The Nicaraguan passport (Pasaporte nicaragüense) is issued to citizens of Nicaragua for international travel. As of April 2025, Nicaraguan citizens had visa-free or visa on arrival access to 127 countries and territories, ranking the Nicaraguan passport 41st in terms of travel freedom according to the Henley Passport Index.

The current Nicaraguan passport has 89 security features, including bidimensional barcodes, holograms, and watermarks, and is reportedly one of the least forgeable documents in the world.

==Appearance==
Like all Central American passports, the cover is navy blue with gold letters indicating the official name of the country in Spanish; at the top it has the words Centroamérica and in the middle a map of Central America showing the territory of Nicaragua shaded. At the bottom it has a text indicating the type of passport.

The passport consists of 48 pages.
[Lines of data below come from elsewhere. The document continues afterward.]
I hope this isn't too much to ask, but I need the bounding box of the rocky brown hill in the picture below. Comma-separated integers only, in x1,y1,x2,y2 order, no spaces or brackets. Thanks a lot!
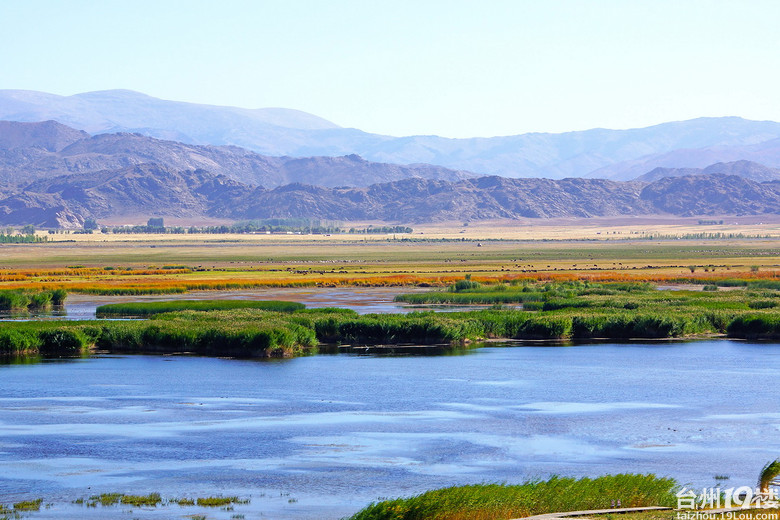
0,121,474,188
0,164,780,227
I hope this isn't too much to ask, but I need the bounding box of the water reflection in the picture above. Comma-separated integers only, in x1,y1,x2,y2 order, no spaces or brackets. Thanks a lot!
0,341,780,520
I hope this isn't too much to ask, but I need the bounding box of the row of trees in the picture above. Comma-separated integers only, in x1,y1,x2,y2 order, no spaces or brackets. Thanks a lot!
95,218,412,235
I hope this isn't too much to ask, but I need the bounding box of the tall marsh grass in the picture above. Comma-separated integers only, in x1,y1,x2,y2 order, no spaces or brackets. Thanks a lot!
349,474,677,520
96,300,306,317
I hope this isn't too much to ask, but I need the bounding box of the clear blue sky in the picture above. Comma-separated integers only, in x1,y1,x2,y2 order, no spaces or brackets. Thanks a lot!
0,0,780,137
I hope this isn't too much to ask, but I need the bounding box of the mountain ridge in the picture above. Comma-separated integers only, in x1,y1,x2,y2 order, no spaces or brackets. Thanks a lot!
0,90,780,180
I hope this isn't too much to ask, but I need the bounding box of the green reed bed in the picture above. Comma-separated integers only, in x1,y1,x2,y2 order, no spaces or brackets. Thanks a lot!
0,289,68,312
0,281,780,358
395,280,654,305
349,474,677,520
96,300,306,317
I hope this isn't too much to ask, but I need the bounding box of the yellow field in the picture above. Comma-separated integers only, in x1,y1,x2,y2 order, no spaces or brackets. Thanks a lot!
0,219,780,292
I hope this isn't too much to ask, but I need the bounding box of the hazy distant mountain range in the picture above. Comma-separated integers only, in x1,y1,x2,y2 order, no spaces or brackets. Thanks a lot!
0,121,475,188
0,100,780,227
0,90,780,180
0,121,780,227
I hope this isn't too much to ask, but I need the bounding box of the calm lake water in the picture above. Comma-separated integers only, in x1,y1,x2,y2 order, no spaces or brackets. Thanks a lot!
0,341,780,519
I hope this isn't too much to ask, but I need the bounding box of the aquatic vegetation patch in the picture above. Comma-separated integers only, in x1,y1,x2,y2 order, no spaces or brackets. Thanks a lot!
96,300,306,317
349,474,677,520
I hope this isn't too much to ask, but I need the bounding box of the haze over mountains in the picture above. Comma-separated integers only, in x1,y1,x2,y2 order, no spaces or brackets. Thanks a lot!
0,91,780,228
0,90,780,180
0,121,780,228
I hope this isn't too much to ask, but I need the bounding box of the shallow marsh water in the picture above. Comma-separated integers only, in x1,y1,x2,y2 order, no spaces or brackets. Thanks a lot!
0,340,780,519
0,287,500,321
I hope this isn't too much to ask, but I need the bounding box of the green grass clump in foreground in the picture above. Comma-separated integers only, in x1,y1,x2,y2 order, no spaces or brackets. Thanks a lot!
0,289,68,312
14,498,43,511
349,474,677,520
96,300,306,317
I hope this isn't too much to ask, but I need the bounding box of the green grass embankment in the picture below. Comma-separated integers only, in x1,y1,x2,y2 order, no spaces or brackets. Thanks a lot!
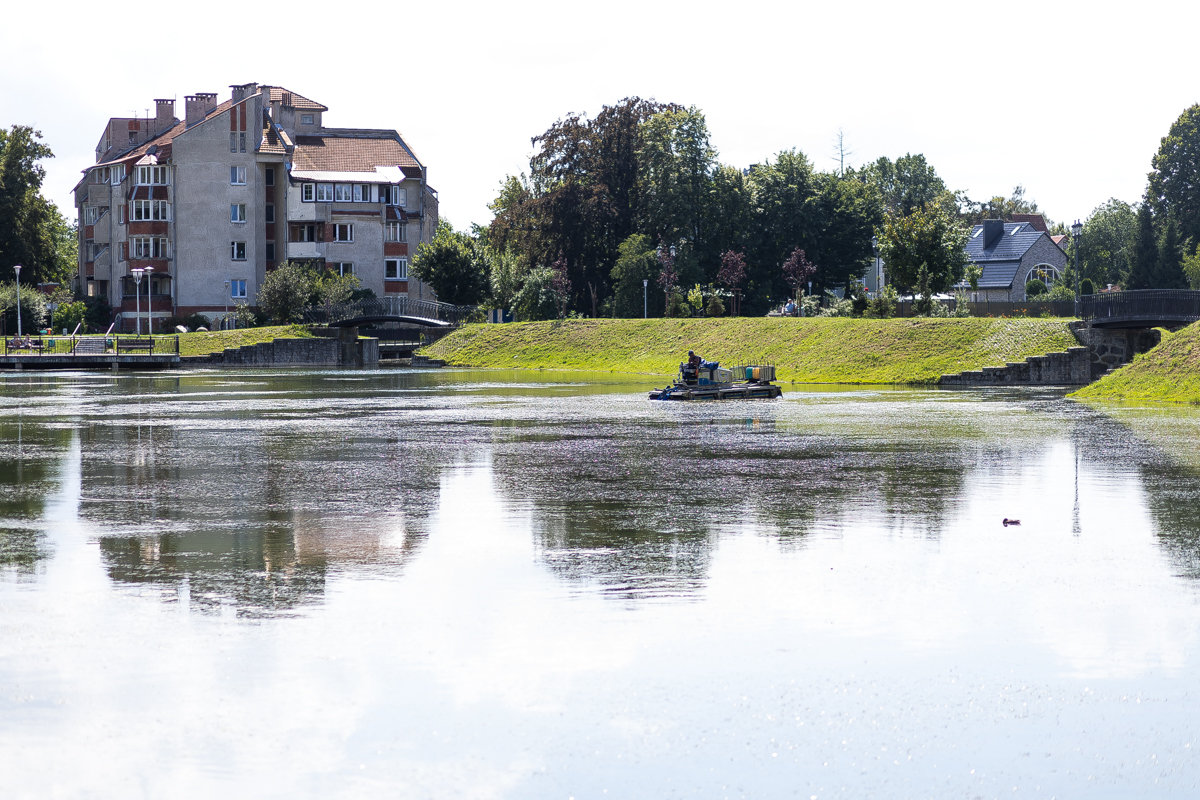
421,318,1078,384
172,325,312,355
1069,323,1200,403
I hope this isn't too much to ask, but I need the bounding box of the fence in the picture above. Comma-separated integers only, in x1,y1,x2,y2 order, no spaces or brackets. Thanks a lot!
4,333,179,356
1080,289,1200,323
304,297,482,325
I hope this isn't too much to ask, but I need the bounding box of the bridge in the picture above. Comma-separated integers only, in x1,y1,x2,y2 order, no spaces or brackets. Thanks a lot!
304,297,479,327
1079,289,1200,327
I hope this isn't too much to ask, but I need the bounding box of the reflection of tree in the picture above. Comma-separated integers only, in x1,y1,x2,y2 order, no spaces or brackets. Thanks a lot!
493,420,978,595
0,419,71,572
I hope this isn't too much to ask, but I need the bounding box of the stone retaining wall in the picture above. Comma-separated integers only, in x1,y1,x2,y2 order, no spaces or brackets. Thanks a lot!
937,347,1092,386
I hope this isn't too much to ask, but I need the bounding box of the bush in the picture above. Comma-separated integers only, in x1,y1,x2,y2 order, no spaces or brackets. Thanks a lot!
161,313,210,331
50,300,88,333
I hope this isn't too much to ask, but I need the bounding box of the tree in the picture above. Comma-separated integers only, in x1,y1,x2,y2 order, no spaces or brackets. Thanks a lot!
782,247,817,297
611,234,659,317
862,152,947,216
409,218,487,306
1124,203,1158,289
1146,104,1200,242
880,205,970,294
1079,198,1138,285
0,125,77,284
258,261,313,325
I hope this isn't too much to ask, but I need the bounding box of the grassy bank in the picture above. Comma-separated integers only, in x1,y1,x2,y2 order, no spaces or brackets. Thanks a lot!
421,318,1078,384
172,325,312,355
1070,323,1200,403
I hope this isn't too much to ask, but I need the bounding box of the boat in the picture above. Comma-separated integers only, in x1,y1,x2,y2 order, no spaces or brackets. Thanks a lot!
650,360,784,401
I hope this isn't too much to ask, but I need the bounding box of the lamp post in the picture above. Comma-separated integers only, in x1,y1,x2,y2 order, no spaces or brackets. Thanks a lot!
871,236,883,294
130,266,143,336
1070,219,1084,318
12,264,20,339
146,266,154,336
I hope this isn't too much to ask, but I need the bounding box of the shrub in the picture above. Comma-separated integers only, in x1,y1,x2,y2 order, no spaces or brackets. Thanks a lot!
50,300,88,333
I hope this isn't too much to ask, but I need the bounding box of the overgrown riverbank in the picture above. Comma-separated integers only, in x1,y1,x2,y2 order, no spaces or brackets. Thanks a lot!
179,325,313,355
1070,323,1200,403
421,318,1078,384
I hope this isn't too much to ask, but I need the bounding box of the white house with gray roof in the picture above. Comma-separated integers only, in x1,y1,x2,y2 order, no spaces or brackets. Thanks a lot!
967,219,1067,302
It is 124 mm in width and 86 mm in height.

===Identification page===
- Photo of the passport holder
- Type ("P" for passport)
- Code of the country
- Passport serial number
- Surname and first name of the passport holder
- Citizenship
- Date of birth (DD. MM. YYYY)
- Gender (M for men or F for women )
- Place of birth
- Date of issue (DD. MM. YYYY)
- Passport holder's signature
- Expiry date (DD. MM. YYYY)
- Issuing authority

==Validity==
Passports for people over 16 years of age are valid for ten years and for people under 16 years of age for five years.